Is Transaction Log user friendly to understand?

Yes, understanding each commit json file is very straight forward. It contains the following metadata

commitInfo – commitInfo object has timestamp, type of operation, operation metrics, operation parameters, readversion and isBlindAppend properties
Series of actions
- If the action is add/remove, then it has path, partitionValues (if any), size, modification time, data change and stats. Stats contains minimum and maximum values of all columns stored in a file.
- If the action is update metadata/change protocol, the commitinfo is updated with datachange set to false on all files on the latest commit.

Are there ways to read and Interpret Transaction Log?

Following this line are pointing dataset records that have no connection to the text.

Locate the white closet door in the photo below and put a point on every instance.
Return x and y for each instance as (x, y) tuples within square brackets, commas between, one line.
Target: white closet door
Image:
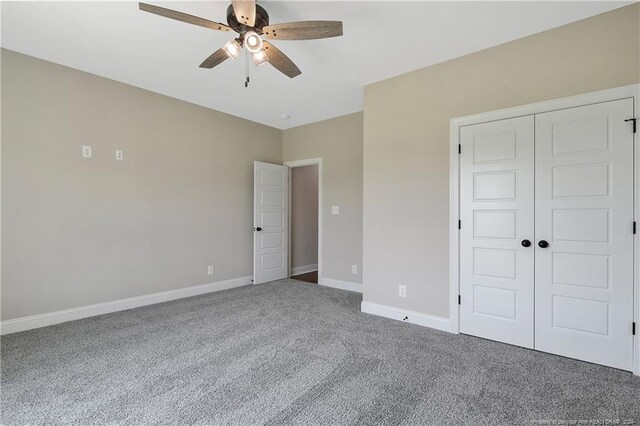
[(496, 204), (584, 211), (270, 219)]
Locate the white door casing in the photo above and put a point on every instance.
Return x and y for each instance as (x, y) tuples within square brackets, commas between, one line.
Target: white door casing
[(496, 212), (270, 221), (584, 211)]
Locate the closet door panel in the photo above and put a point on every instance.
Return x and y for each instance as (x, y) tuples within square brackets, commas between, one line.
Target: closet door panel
[(584, 211), (496, 203)]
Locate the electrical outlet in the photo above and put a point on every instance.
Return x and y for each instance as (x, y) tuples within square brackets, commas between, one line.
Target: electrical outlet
[(402, 290)]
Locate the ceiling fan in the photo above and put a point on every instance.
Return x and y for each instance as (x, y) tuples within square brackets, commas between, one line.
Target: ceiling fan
[(251, 22)]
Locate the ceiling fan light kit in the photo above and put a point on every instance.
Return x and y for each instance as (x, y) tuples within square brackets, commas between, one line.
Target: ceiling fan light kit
[(233, 48), (251, 22)]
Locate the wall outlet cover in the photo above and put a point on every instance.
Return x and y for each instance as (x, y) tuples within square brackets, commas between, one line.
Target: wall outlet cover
[(402, 290)]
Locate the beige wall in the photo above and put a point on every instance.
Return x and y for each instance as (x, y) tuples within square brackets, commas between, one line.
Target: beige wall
[(339, 143), (80, 231), (406, 141), (304, 216)]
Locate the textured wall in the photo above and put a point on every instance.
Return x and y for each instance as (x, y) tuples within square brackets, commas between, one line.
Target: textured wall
[(406, 140), (80, 231)]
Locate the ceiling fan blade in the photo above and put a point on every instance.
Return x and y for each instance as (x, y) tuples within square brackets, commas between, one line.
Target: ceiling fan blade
[(303, 30), (245, 11), (183, 17), (280, 61), (218, 57)]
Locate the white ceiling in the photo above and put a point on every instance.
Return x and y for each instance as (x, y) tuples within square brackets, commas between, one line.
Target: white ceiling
[(381, 40)]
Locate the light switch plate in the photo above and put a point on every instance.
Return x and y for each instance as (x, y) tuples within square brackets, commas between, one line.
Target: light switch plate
[(86, 151)]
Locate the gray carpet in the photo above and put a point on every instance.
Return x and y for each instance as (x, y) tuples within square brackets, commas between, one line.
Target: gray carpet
[(292, 353)]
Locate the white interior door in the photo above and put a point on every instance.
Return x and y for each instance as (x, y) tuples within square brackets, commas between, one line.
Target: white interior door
[(496, 210), (584, 213), (270, 211)]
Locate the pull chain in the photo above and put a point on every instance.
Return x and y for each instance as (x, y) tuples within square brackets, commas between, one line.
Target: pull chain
[(246, 68)]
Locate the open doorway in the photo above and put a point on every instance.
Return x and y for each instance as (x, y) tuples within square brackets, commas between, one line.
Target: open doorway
[(305, 221)]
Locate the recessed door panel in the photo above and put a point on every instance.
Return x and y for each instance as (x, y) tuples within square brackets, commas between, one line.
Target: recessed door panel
[(496, 204), (584, 210), (494, 224), (270, 222)]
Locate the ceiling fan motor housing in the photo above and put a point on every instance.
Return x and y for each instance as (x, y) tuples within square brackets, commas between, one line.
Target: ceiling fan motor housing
[(262, 20)]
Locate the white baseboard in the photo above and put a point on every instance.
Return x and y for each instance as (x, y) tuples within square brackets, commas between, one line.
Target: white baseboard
[(304, 269), (342, 285), (51, 318), (412, 317)]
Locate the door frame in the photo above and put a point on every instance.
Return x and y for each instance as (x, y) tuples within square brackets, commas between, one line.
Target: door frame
[(623, 92), (303, 163)]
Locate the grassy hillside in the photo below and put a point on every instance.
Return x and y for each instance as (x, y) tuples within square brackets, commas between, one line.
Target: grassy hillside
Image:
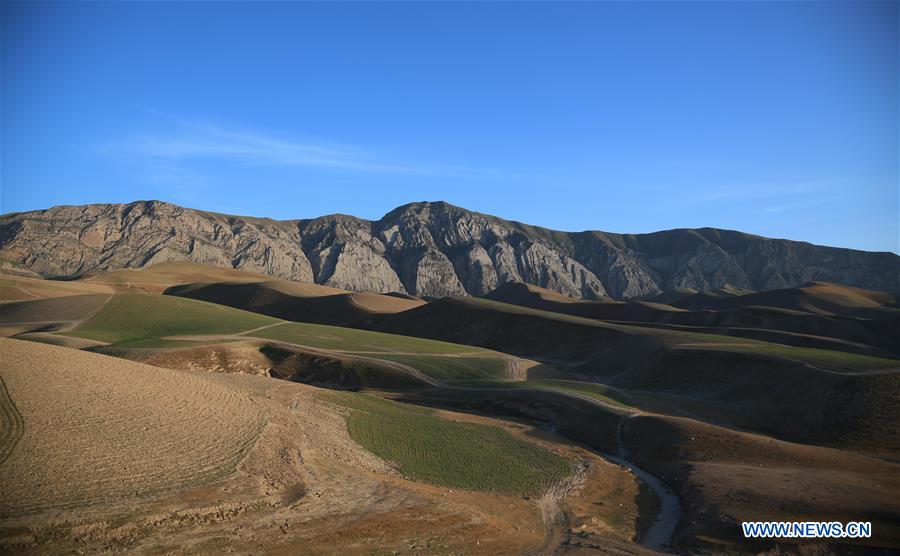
[(348, 339), (589, 389), (434, 450), (453, 368), (136, 318)]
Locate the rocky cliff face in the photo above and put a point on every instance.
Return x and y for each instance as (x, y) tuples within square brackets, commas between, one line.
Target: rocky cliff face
[(432, 249)]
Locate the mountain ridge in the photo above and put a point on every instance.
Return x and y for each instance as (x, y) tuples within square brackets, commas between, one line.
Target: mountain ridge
[(427, 248)]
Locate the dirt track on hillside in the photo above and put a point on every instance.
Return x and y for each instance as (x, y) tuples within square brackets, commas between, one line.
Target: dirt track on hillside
[(119, 455)]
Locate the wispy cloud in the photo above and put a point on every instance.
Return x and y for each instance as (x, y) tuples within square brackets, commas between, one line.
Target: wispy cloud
[(794, 206), (762, 192), (191, 141)]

Yes, there are couple of ways to read and interpret transaction log files under _delta_log folder.

As each commit or series of commits (checkpoint) are json files, its easy-to-read json contents. I would not prefer this approach for two reasons
- This one is obvious, Rebuilding metadata by reading json content for each commit since last checkpoint can be cumbersome. Note the change in transaction log metadata structure can lead to read failures (read about change protocol action).
- Delta format adheres to optimistic concurrency. What happens if two or more users are reading the dataset while you are writing or vise verse?
Is there a better way to read delta format datasets? Yes, the delta standalone library can address the above issues adhering to change protocol and optimistic concurreny control.

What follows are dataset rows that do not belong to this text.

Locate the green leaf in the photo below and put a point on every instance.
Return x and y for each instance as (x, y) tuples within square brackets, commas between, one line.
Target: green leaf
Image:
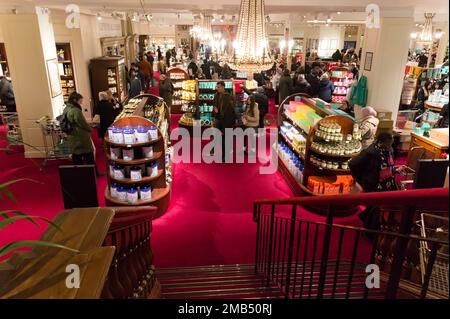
[(6, 212), (5, 191), (10, 220), (32, 243)]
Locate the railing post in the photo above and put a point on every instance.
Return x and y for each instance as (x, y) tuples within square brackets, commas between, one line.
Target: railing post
[(291, 244), (269, 261), (407, 220), (257, 216), (325, 251)]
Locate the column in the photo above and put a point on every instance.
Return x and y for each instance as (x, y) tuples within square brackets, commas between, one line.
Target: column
[(443, 43), (30, 43), (389, 45)]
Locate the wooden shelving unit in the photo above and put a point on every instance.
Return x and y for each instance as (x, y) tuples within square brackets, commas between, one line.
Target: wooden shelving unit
[(3, 58), (309, 133), (342, 78), (108, 73), (177, 76), (66, 69), (160, 186)]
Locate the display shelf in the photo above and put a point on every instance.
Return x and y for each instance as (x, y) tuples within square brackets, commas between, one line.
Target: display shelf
[(332, 170), (333, 155), (157, 195), (144, 180), (102, 70), (107, 140), (66, 69), (298, 153), (310, 169), (160, 184), (135, 161)]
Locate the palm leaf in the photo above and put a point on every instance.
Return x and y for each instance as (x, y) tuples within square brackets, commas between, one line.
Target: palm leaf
[(6, 212), (12, 219), (4, 190), (32, 243)]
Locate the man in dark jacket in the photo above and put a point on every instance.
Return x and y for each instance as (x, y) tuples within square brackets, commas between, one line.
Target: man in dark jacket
[(262, 100), (223, 112), (135, 85), (7, 94), (302, 86), (285, 86), (326, 88), (314, 82)]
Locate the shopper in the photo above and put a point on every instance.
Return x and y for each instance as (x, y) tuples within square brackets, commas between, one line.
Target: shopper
[(337, 56), (302, 86), (79, 139), (135, 85), (226, 72), (168, 56), (192, 68), (223, 112), (261, 100), (373, 169), (285, 86), (147, 70), (422, 94), (276, 85), (368, 125), (159, 54), (250, 119), (106, 112), (7, 94), (326, 88), (354, 69), (347, 108), (314, 81), (166, 89), (162, 68)]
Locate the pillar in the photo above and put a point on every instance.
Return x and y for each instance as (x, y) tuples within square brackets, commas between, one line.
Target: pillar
[(389, 45), (442, 48), (30, 43)]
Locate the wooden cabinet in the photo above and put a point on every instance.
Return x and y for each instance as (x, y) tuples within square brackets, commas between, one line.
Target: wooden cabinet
[(108, 73), (66, 70), (433, 148), (3, 59)]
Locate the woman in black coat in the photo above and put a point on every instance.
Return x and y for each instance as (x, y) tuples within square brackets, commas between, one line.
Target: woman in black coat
[(107, 114)]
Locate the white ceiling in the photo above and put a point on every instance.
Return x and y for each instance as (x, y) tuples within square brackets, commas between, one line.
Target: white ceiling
[(230, 7)]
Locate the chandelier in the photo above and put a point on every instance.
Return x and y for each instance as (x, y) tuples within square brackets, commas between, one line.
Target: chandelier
[(250, 48), (202, 30), (427, 32)]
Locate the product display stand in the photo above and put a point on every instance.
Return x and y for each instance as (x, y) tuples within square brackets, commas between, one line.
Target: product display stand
[(160, 189), (66, 72), (310, 155), (108, 73), (342, 80), (177, 76)]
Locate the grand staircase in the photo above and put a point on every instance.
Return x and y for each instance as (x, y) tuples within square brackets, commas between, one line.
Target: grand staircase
[(241, 282)]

What is Delta Standalone Library?

Delta Standalone is a single node java library that can be used to read from and write to delta datasets on file storage. This file storage can be ADLS Gen2, Windows/Linux file systems, S3 buckets or another file store that supports HDFS api’s. It provides APIs to interact on a dataset metadata in the transaction log, implementing the Delta Transaction Log Protocol to achieve the transactional guarantees of the Delta Lake format. The good part is that this library does not depend on apache Spark and has only a few transitive dependencies, therefore it can be used by any compute (Web Api’s, Azure Functions, Web Jobs with combination of MPP systems such as SQL databases/data warehouses) layer.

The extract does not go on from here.